Leonard knows the law. He should not be driving at all: 25 centiliters of wine is the limit and he has drunk three times that volume. And on an empty stomach. He’s risking a suspension. But it is only early evening, not quite dark yet. Random checks are not usually deployed until much later. He will avoid the motorways, however, where there are robot eyes to monitor t
he vehicles, and return the way he came, on rural routes. First, though, he turns the van round, drives back toward the hostage house, and parks again on the fringes of the mobile village with its circle of incident and rescue vehicles. Something pulls him there, something that he hopes is more than prurience. He is only idling, in both senses. He does not even turn the engine off or get out of the van. Instead, he reaches for his thermos under the passenger seat, where it has rolled and been forgotten during the jazz-fueled journey down. The lime-and-honey-flavored green tea is tepid and cloudy. It is reviving, though, and, he imagines, sobering. If he is stopped and questioned by the police (or Francine, come to that) because his driving or behavior is erratic, his grape-and-tobacco breath will have been partly cleansed and sweetened and might not betray him. Everything he does from now on until the lights go out tonight must help erase the day.

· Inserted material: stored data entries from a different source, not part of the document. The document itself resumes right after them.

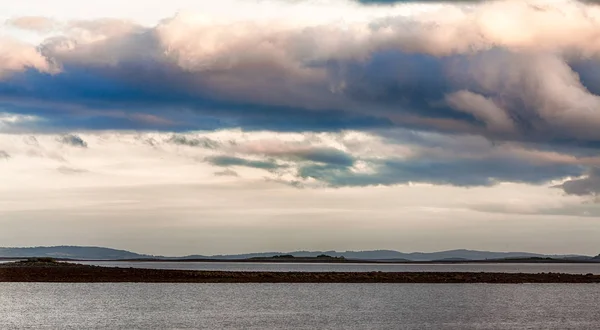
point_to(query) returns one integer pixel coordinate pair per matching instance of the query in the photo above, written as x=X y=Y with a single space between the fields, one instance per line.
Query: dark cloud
x=226 y=161
x=73 y=140
x=586 y=186
x=462 y=173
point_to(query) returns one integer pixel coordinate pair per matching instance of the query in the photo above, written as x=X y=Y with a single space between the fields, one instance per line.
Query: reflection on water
x=347 y=267
x=298 y=306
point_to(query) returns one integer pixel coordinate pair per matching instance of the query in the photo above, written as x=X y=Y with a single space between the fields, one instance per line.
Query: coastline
x=59 y=272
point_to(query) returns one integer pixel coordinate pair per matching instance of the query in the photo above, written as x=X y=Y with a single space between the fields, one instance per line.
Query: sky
x=217 y=127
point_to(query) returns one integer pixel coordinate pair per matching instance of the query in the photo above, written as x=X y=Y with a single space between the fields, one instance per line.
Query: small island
x=51 y=270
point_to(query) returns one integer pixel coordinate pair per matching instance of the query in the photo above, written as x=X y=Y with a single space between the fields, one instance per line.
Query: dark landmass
x=100 y=253
x=49 y=270
x=69 y=252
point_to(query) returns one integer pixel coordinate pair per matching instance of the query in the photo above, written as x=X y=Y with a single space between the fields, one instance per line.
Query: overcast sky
x=210 y=127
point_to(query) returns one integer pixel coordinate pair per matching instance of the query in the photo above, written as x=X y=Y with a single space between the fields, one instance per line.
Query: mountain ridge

The parking ground is no less busy than it was this morning. Groups of officers come back off shifts, expressionless. Young men and women in uniform swipe their ID fobs at the catering van for their free drinks and sandwiches. Techies in hi-viz jackets fuss and tinker with their aerials and armories, issuing and taking back the beam guns or laser tasers that frontline officers from the National Security Forces are authorized to carry and far too ready to use. The army and police forces do not mix with the rescue services, Leonard notices. Taking lives and saving lives are worlds apart. And they all despise the television crews. They are like playground gangs, keeping to their own kind and unhurriedly sharing their boredom with familiars. So the siege continues. Nothing new has happened this afternoon, he thinks, and is disappointed. Now Leonard understands what has pulled him back onto this open ground, something worse than prurience: it is the hope that the hostage-taking has been ended quickly while he’s been in the pub, not only for the victims’ sake, and not at all for Maxie Lermon’s sake, but for his own well-being.